RST Annotation
UAM CorpusTool supports the annotation of texts in terms of Rhetorical
Structure Theory (RST) (Mann & Thompson 1987).
NOTE: This functionality is barely functional! - will improve in later releases.
Getting Started
It is assumed you are familiar with how to use UAM CorpusTool.
If not, read through the manual/tutorial.
- Create an RST Layer
Firstly, add a new layer, give it a name (e.g., "RST"), specify as
"Rhetorical Structure" and then select a mode of automatic segmentation.
Paragraph should work for any language. Sentence will work for any language
where a "." terminates a sentence (you may need to correct mistakes it makes).
- Load in texts: You can either load in new texts, or import
texts annotated with RSTTool:
- Importing RSTTool texts: you can load in texts already annotated with
RSTTool (they must be saved in format .rs3). Under the File menu, select "Import Files",
select "RSTTool", specify either Single File or "Folder of Files". Then select the
file or folder you want imported. On the next pane, select the layer you created in the last
step. On the next pane, specify where you want your file(s) stored within your project folder
(a subcorpus name: all texts are assigned to a sub-corpus).
- Importing new texts: press the "Extend Corpus" button on the Project window.
See the manual for more details. Then press the "Incorporate" button to make them available for annotation.
- Annotating a text: To open a text for annotation, click on the button next to a file
with the name of your RST layer.
A window should open, showing your text.
- Segmenting the text: click at the point in the text where you want to segment.
If you get it wrong, currently the only way to correct segmentation is to click on the Actions
menu in the Toolbar and select "Show Text", which switches to the usual CorpusTool interface
and you can change segment boundaries here. This will be fixed in later versions.
- Structuring the text: Each segment in the text tree has a blue dot.
Drag the blue dot of one node to another blue dot, and you will be prompted for the relation
type between them (dragging from the satelite to the nucleus).
- Inserting other types of elements: RSTTool supported three types of elements
as well as rhetorical relations:
- Multinuclear nodes: groupings
of text segments in lists, joint, sequence, etc. (all elements have equal status).

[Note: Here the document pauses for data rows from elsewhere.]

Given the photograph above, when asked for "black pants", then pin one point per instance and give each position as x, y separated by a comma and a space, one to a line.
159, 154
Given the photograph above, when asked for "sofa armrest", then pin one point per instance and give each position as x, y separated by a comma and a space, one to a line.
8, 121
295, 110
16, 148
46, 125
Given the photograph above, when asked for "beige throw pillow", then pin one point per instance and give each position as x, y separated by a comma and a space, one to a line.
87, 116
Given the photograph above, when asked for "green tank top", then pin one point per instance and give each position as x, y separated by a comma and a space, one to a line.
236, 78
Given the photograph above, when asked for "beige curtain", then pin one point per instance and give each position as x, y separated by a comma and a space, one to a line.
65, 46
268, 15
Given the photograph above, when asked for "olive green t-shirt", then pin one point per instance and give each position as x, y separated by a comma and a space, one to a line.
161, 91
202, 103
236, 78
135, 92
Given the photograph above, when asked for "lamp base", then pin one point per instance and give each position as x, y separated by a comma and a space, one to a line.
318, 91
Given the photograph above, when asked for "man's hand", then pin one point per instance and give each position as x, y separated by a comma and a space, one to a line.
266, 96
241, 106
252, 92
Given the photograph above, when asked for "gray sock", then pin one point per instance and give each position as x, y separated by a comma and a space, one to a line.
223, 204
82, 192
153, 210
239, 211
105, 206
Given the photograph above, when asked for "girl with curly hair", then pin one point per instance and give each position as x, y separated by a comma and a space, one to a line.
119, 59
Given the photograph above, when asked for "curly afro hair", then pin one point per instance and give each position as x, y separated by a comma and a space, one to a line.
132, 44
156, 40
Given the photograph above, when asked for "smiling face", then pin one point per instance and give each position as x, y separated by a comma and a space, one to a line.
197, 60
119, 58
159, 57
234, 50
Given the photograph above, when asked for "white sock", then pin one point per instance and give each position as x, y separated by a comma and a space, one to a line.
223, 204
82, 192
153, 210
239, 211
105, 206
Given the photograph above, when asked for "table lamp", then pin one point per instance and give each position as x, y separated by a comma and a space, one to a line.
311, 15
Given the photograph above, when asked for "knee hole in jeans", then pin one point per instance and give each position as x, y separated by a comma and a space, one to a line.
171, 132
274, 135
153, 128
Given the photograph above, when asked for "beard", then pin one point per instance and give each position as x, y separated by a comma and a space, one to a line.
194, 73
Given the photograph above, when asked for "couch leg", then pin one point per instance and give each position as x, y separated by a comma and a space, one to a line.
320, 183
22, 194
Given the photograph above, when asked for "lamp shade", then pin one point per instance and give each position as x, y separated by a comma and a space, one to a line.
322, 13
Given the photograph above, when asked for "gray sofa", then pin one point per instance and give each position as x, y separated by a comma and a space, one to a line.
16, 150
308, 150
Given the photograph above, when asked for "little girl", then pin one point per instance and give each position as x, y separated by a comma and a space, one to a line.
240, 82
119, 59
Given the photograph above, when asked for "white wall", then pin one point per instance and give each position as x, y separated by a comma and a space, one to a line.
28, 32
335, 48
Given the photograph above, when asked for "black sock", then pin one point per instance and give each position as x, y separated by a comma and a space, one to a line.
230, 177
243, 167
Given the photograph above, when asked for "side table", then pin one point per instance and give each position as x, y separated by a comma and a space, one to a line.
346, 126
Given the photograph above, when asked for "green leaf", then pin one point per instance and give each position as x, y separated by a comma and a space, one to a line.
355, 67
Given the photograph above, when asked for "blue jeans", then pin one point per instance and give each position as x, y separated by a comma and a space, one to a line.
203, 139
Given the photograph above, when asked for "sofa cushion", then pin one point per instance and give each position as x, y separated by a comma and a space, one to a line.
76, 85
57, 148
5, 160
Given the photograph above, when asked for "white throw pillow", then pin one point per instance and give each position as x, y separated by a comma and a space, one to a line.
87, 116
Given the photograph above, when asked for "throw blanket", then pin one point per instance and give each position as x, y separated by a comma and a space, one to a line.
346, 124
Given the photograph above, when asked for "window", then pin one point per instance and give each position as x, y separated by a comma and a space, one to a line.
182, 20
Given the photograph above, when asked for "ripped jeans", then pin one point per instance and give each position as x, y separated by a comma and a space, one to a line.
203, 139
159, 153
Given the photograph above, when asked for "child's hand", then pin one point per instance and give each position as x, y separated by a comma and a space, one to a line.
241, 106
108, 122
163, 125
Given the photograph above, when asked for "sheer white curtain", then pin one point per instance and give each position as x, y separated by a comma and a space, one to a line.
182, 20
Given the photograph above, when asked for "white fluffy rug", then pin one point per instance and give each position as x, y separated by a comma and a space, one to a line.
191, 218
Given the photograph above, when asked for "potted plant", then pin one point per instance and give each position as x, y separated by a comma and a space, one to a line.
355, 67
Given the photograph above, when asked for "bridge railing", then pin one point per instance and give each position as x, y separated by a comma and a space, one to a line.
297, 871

- Schema: basically constituency structure (each element links to a parent node by a named relation, e.g,
Orientation, Complication, Resolution).
- Span: just a line over a node and all of its satelites, used mainly for graphical
niceness.
To insert any of these nodes over a text node, right click on the blue dot of a node
(its 'handle') and select one of the options from the presented list.
- Unlinking a subtree or node: right click on a node and select "Unlink Node"
to unlink it from its nuceus, multinuclear complex or schema.
- Assigning features to segments: Move between segments with the < and > buttons,
and code as you do with non-RST interfaces (see "Text Annotation" in the menu on the left).